12. A method as claimed in any one of claims 1 to 11, wherein the sealant material is injected into the mould by allowing communication between the interior of the mould and a vessel containing the sealant material, itself in communication with a source of gas at a pressure greater than the pressure of the fluid within the conduit.

13. A method as claimed in any one of claims 1 to 12, wherein the mould is of a shape which substantially conforms to the external contours of the conduit in the region of the opening, crack or joint.

14. A method as claimed in any one of claims 1 to 13, wherein the mould is sufficiently flexible to conform to the external contours of the conduit on being urged against it.

15. A method as claimed in claim 14, wherein the mould is made of metal and is provided with a flexible lip around the edge in contact with the wall of the conduit.

16. A method as claimed in claim 14, wherein the mould is made entirely of a flexible material.

17. A method as claimed in claim 16, wherein the mould is provided with a rigid backing plate which substantially conforms to the external contours of the wall of the conduit in the region of the opening, crack or joint.

18. A method as claimed in any one of

claims 1 to 17, wherein the sealant material is obtained by mixing together two or more components prior to application to the external surface of the wall of the conduit, which material hardens with time after mixing.

19. A method as claimed in claim 18, wherein the sealant material is a two part polyurethane.

20. A method as claimed in claim 18, wherein the sealant material is a two part polysulphide.

21. A method as claimed in claim 18, wherein the sealant material is a two part polyester resin.

22. A method as claimed in claim 18, wherein the sealant material is a two part pitch epoxide.

23. A method as claimed in any one of claims 1 to 17, wherein the sealant material is a polymeric material which becomes plastic on being heated and hardens on cooling, and the sealant material is heated before being placed in the mould and is allowed to cool after application to the external surface of the wall of the conduit.

24. A method as claimed in claim 23, wherein the sealant material is polychloroprene.

25. A method as claimed in any one of claims 1 to 17, wherein the sealant material is a polymeric material which can be cured by moisture, or heat or by the addition of a catalyst, and is so cured after being applied to the external surface of the wall of the conduit.

26. A method as claimed in any one of claims 1 to 17, wherein the sealant material is a macromolecular material that is curable by electromagnetic radiation and the mould is transparent to the electromagnetic radiation, the sealant material being exposed to the electromagnetic radiation after being applied to the external surface of the wall of the conduit.

27. A method as claimed in any one of claims 1 to 26, wherein, prior to the sealant material being placed in the mould, the mould is treated with a non-stick agent.
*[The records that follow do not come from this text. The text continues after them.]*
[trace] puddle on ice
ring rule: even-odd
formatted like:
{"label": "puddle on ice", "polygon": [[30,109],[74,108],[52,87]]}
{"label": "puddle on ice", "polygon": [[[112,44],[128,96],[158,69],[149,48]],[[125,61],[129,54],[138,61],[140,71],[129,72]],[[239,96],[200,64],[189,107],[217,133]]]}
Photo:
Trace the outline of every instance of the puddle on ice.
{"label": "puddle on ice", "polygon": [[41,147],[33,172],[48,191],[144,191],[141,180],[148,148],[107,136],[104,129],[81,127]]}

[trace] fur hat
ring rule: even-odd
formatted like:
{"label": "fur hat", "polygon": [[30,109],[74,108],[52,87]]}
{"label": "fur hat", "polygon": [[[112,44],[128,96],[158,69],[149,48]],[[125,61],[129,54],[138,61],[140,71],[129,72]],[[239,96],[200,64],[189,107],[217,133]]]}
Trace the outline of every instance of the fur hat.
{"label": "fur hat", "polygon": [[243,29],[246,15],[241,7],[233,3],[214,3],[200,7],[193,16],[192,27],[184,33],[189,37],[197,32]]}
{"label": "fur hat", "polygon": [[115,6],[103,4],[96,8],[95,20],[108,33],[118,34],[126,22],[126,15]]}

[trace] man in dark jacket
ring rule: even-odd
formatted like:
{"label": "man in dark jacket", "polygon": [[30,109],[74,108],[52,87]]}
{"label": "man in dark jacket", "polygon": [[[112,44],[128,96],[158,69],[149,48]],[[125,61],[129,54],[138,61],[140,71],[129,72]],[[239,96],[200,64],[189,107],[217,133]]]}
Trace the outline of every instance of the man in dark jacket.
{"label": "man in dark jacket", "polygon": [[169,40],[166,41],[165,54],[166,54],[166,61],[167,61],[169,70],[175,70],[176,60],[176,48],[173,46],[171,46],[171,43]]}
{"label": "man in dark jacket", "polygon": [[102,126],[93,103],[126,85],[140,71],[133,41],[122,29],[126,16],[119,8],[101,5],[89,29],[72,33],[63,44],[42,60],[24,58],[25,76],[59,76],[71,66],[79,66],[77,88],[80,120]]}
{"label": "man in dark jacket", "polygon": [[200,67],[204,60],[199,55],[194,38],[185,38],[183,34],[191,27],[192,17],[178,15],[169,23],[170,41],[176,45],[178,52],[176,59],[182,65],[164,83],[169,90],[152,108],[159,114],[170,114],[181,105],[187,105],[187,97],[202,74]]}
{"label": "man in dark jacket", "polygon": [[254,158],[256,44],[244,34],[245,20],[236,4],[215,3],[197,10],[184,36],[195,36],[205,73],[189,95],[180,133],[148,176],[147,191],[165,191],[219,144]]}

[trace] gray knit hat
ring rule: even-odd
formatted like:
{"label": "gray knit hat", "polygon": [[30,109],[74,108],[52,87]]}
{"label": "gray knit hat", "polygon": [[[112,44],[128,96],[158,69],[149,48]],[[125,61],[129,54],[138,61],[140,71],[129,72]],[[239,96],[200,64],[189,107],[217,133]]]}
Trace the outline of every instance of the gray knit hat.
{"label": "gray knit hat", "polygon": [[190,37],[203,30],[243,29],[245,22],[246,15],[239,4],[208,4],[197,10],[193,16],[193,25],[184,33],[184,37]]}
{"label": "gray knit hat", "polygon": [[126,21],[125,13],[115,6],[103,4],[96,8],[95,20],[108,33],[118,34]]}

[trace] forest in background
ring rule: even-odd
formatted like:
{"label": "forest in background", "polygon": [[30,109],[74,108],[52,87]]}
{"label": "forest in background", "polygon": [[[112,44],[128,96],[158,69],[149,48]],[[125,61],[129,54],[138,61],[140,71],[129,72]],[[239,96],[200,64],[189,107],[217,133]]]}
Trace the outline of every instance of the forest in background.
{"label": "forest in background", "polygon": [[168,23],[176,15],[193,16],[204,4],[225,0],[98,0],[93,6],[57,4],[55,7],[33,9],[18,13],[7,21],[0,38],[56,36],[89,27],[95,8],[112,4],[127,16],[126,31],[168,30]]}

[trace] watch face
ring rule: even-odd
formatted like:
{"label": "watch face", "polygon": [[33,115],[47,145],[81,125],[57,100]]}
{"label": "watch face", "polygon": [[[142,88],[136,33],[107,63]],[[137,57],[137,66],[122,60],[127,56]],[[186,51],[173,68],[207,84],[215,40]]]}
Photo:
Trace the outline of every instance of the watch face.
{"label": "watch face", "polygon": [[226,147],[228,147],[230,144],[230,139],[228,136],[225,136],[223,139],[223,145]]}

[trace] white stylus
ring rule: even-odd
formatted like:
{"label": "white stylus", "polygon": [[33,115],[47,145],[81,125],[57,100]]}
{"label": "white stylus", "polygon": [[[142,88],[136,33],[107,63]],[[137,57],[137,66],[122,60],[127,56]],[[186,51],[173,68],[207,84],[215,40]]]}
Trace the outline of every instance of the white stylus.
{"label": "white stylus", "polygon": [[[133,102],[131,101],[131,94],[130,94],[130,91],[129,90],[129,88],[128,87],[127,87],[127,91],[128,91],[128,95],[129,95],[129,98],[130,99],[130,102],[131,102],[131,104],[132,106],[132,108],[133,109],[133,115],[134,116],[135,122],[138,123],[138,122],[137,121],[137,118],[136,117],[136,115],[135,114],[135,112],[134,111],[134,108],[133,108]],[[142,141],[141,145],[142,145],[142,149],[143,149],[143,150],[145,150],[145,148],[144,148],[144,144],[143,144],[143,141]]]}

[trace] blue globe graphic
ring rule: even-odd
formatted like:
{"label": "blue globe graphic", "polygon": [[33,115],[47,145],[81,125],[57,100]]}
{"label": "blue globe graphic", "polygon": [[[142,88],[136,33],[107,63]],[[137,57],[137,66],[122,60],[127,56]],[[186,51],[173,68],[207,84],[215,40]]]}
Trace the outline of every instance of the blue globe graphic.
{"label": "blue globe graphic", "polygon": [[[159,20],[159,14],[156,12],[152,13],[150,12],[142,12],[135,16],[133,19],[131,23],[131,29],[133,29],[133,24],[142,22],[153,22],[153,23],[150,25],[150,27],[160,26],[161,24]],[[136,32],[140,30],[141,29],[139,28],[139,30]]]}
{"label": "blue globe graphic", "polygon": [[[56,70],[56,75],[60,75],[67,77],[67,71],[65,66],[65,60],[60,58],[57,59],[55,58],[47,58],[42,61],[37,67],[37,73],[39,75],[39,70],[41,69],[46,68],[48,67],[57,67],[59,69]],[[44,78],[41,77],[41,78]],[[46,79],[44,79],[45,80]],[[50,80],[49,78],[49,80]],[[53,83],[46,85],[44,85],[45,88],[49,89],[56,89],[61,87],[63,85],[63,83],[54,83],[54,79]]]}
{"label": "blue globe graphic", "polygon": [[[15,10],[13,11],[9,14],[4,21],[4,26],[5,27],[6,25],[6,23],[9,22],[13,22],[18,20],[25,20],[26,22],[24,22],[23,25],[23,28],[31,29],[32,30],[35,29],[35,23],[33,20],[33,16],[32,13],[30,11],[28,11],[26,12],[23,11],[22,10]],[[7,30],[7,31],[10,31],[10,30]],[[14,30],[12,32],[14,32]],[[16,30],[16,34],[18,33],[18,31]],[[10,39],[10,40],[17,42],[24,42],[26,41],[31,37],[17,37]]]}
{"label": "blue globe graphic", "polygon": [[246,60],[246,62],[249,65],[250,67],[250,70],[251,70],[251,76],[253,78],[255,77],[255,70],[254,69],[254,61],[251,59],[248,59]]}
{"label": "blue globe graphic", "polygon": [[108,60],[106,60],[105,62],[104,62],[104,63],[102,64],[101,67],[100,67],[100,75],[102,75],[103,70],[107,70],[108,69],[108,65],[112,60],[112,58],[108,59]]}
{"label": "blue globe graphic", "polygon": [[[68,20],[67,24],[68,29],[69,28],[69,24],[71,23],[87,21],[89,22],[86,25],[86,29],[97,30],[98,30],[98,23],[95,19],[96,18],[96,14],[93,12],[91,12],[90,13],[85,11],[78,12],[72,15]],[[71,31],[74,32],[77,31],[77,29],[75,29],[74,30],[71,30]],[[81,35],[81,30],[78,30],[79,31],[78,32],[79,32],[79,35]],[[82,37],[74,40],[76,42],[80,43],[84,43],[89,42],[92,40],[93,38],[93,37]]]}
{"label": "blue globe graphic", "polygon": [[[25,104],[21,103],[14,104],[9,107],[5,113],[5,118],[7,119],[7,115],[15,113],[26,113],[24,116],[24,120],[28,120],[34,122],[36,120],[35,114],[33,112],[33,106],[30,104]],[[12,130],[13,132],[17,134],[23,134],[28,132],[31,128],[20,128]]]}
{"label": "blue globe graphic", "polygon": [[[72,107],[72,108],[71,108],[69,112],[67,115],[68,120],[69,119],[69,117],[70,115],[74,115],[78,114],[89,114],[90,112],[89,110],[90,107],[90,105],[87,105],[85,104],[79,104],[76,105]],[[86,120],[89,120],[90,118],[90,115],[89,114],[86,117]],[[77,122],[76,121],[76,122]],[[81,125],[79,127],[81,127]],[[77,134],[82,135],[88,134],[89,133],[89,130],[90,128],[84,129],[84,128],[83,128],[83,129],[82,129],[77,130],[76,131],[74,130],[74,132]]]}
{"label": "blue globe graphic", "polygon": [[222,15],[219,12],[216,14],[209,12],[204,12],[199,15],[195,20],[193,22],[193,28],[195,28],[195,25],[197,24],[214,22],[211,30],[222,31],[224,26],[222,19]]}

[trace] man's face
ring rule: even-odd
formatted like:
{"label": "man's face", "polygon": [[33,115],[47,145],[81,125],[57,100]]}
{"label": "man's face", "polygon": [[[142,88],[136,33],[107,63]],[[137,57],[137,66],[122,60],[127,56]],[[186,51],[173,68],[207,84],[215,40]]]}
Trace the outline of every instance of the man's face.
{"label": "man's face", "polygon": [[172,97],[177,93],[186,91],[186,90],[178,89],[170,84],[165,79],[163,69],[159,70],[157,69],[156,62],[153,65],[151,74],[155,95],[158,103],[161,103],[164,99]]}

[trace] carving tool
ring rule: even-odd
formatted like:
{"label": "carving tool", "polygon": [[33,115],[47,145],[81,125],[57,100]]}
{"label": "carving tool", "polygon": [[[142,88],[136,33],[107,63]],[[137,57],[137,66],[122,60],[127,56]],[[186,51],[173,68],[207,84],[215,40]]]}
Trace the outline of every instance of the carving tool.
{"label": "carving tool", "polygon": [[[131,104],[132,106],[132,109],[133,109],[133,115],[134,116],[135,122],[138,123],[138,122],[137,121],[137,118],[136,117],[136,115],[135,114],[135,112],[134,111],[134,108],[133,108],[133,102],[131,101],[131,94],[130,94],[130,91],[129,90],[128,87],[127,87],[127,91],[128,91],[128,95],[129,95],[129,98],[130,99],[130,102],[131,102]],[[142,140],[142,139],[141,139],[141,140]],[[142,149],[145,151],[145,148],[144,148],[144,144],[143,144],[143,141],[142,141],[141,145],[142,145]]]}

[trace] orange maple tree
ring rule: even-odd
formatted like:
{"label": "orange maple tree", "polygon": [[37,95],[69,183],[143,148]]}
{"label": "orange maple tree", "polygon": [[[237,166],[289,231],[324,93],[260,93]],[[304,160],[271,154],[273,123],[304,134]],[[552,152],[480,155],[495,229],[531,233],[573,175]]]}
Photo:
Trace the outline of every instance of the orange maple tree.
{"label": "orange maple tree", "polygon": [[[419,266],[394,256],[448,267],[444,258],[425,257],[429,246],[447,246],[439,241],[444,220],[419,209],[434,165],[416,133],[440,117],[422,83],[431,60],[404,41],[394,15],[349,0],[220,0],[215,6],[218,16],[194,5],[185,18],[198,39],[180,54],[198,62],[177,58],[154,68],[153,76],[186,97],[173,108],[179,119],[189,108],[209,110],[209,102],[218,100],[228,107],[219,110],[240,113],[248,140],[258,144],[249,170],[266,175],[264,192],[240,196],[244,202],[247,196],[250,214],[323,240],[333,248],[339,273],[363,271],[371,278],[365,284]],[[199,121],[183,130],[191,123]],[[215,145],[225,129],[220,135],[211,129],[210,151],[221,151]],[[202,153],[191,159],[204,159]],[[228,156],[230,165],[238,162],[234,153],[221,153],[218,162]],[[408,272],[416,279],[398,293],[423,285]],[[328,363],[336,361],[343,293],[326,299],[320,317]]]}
28. A method as claimed in any one of claims 1 to 27, wherein after the sealant material has hardened, pressurised fluid is is introduced between the mould and the hardened material to release the moulding from the mould.

29. A method as claimed in any one of claims 1 to 28, wherein prior to applying the sealant material to the wall of the conduit, the external surface of the wall in the region of the opening, crack or joint to be sealed is cleaned.

30. A method as claimed in claim 29, wherein the surface is cleaned by shot, grit or sand blasting.

31. A method of sealing mains gas pipes as claimed in any one of claims 1 to 30.

32. A method substantially as hereinbefore described with reference to the accompanying drawings.

33. A conduit when sealed by the method as claimed in any one of claims 1 to 32.